I want to prove that the matrix is positive definite using the fact that:
If $A$ is symmetric and $\langle x, Ax \rangle$ > $0$ for a nonzero vector $x$ then $A$ is positive.
So I have the matrix : $A$ =$\begin{bmatrix} 10&-3&0\\-3&10&0\\0&0&9\end{bmatrix}$. And I already checked that $A$ is symmetric, as $A=A^T$
and then I also compute that
$\langle x, Ax \rangle = 10a^2+10b^2+9c^2 -6ab$, so is it that true that eventhough I have one negative number (-6ab), $\langle x,Ax \rangle$ is still positive ?
Having negative terms in the resulting polynomial does not necessarily mean that the overall polynomial function attains values $\leq 0$. Indeed, we can prove it to be strictly positive for every nonzero vector $x = (a,b,c)^T$.
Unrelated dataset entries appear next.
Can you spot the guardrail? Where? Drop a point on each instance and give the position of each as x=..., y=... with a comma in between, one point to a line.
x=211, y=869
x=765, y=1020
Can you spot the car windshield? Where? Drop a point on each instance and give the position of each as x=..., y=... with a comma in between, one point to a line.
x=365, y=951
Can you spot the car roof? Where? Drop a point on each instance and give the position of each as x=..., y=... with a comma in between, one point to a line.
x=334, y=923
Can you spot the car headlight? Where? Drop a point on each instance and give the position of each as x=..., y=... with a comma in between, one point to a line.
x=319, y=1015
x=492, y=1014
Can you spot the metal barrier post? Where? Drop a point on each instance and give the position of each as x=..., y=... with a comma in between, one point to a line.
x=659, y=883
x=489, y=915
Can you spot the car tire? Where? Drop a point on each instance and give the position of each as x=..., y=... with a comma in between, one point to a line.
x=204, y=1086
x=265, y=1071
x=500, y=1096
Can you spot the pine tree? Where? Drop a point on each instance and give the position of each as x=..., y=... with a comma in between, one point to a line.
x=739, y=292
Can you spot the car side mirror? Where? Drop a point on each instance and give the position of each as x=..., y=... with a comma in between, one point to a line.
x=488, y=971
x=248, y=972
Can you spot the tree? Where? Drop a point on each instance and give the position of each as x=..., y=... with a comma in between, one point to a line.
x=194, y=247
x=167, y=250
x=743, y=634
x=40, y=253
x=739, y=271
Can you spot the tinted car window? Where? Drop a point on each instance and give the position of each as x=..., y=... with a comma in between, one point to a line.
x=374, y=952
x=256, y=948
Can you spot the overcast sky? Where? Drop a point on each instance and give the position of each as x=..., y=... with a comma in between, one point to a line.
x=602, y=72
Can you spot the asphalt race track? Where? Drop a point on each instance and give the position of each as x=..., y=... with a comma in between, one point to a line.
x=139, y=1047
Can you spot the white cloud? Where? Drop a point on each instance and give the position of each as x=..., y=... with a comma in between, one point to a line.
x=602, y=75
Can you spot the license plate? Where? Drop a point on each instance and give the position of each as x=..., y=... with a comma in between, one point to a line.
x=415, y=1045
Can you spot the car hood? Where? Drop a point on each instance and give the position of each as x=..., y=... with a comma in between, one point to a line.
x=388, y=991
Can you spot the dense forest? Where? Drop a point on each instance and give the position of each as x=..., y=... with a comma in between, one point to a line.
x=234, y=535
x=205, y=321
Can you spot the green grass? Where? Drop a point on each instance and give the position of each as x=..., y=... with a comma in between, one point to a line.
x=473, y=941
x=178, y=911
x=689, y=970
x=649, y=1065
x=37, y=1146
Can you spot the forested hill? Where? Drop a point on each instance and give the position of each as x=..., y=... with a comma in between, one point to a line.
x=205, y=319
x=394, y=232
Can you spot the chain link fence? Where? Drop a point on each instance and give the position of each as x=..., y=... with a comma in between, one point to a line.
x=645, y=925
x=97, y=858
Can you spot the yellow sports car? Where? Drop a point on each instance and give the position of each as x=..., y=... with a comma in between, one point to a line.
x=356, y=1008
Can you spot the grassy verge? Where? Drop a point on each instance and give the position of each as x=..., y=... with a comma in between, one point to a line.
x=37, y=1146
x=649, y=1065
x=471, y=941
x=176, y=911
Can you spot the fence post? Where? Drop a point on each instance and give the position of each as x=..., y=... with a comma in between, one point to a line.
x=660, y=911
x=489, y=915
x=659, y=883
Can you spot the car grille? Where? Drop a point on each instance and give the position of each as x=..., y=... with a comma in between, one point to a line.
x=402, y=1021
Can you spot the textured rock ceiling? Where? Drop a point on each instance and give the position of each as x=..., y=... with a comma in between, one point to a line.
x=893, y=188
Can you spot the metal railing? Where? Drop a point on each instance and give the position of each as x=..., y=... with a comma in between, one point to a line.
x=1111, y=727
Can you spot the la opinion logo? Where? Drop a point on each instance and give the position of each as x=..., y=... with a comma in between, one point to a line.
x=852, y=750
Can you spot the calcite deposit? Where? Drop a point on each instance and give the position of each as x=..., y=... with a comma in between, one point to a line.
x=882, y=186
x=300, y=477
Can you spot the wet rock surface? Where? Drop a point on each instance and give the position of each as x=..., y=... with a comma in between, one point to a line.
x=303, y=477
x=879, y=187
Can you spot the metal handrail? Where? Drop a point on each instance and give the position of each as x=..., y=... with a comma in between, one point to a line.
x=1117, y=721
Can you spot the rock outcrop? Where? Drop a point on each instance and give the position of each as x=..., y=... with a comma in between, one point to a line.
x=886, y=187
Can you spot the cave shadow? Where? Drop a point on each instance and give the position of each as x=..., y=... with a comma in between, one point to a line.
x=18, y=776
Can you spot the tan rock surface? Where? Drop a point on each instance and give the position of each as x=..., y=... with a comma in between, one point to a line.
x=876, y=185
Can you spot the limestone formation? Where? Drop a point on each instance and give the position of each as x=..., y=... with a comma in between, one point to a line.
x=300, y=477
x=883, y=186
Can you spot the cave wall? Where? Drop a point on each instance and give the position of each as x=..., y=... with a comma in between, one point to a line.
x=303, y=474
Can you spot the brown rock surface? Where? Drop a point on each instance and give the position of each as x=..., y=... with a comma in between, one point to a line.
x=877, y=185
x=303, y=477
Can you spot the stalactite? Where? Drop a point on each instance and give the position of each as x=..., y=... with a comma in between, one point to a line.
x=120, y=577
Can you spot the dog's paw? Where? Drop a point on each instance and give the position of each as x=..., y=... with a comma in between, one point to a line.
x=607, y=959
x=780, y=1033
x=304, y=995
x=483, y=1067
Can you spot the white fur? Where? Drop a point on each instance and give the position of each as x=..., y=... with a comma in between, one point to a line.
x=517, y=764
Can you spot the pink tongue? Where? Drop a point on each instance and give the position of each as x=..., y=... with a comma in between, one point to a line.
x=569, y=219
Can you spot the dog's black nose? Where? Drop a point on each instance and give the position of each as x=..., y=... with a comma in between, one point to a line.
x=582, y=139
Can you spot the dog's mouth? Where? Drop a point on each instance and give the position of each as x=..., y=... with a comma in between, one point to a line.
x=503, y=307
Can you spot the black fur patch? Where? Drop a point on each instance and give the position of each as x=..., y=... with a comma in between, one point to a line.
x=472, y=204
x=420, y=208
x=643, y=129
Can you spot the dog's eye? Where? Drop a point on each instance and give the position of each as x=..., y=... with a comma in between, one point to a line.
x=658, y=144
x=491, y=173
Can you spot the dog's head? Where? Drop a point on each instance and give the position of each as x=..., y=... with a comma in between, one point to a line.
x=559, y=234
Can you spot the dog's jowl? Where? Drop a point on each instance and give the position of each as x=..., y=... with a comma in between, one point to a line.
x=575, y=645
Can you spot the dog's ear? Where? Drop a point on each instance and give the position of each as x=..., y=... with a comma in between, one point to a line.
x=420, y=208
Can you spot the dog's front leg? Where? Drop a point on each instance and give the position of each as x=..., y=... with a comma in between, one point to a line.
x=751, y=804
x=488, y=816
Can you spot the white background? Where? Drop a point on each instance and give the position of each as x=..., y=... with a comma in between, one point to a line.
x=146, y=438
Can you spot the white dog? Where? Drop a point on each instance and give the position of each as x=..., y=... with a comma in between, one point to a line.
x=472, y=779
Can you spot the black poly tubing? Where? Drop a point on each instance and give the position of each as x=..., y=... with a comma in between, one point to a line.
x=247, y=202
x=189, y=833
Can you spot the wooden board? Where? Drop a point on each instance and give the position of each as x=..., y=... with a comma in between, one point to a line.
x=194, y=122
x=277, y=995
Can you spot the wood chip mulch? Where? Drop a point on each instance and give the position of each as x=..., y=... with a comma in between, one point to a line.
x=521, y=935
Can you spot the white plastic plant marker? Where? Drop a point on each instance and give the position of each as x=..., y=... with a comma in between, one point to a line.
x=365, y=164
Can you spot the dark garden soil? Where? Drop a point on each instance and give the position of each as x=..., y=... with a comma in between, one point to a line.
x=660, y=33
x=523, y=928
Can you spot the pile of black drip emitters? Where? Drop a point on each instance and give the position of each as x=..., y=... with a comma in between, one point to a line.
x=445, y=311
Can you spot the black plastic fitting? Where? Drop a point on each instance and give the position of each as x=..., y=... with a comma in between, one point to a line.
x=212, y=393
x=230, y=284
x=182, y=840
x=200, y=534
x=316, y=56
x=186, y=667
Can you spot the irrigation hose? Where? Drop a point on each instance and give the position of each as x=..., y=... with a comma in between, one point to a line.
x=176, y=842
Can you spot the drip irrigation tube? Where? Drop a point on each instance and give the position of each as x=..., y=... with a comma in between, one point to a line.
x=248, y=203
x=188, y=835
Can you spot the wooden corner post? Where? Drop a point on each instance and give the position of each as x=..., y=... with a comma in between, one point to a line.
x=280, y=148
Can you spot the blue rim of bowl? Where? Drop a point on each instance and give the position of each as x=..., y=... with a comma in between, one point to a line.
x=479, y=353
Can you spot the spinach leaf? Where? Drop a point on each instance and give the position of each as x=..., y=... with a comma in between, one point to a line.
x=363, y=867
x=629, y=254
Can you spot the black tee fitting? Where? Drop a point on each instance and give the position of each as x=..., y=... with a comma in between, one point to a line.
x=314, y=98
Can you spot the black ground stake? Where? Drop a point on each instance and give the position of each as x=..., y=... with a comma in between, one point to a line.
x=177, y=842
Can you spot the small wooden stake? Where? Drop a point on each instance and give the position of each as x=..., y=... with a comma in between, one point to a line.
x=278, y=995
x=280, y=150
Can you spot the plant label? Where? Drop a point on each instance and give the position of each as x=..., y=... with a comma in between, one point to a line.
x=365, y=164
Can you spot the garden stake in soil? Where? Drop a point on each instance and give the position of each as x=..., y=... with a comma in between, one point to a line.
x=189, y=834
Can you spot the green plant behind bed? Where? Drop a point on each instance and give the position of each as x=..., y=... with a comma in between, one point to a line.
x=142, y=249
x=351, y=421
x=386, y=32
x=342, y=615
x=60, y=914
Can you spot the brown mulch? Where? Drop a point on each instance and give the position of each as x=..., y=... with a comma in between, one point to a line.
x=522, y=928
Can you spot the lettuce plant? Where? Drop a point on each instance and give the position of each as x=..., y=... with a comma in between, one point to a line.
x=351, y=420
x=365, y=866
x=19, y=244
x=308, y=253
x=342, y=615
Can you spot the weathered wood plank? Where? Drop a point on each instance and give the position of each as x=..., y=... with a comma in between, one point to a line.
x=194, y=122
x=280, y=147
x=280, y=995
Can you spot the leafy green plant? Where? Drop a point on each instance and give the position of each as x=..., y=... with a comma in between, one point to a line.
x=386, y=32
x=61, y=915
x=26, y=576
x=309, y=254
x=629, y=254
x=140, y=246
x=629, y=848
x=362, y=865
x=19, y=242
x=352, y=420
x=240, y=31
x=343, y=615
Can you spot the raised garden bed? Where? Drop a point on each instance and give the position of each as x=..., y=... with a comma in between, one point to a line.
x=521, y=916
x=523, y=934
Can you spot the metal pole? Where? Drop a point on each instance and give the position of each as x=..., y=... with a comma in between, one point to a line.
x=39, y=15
So in your last step you reached
$$\langle x, Ax \rangle = 10a^2 + 10b^2 + 9c^2 - 6ab$$
Do you notice this suspicious mixed term $-6ab$? That should ring a bell! It commonly occurs in the identity $(u-v)^2 = u^2 - 2uv + v^2$. Let's see if we can manipulate it to reach the LHS of the identity:
$$ \begin{align*} &10a^2 + 10b^2 + 9c^2 - 6ab\\ =& ??? + ??? + 9c^2 + 3(a^2-2ab+b^2)\\ =& 7a^2 + 7b^2 + 9c^2 + 3(a^2-2ab+b^2)\\ =& 7a^2 + 7b^2 + 9c^2 + 3(a-b)^2 \end{align*} $$ Usually, I would do the step with $???$, but I explicitly listed it for you here. In this step you just attempt to write $-6ab$ in the form of the identity I mentioned and then try to adjust the other summands, so that we indeed have a valid equality from the previous line.
Can you now prove how the expression on the last line is always $> 0$ for every $x = (a, b, c)^T \neq 0$?
By the way, I think in general going the eigenvalue way, i.e. a symmetric matrix is positive definite iff. all eigenvalues are $> 0$, is more systematic and easier.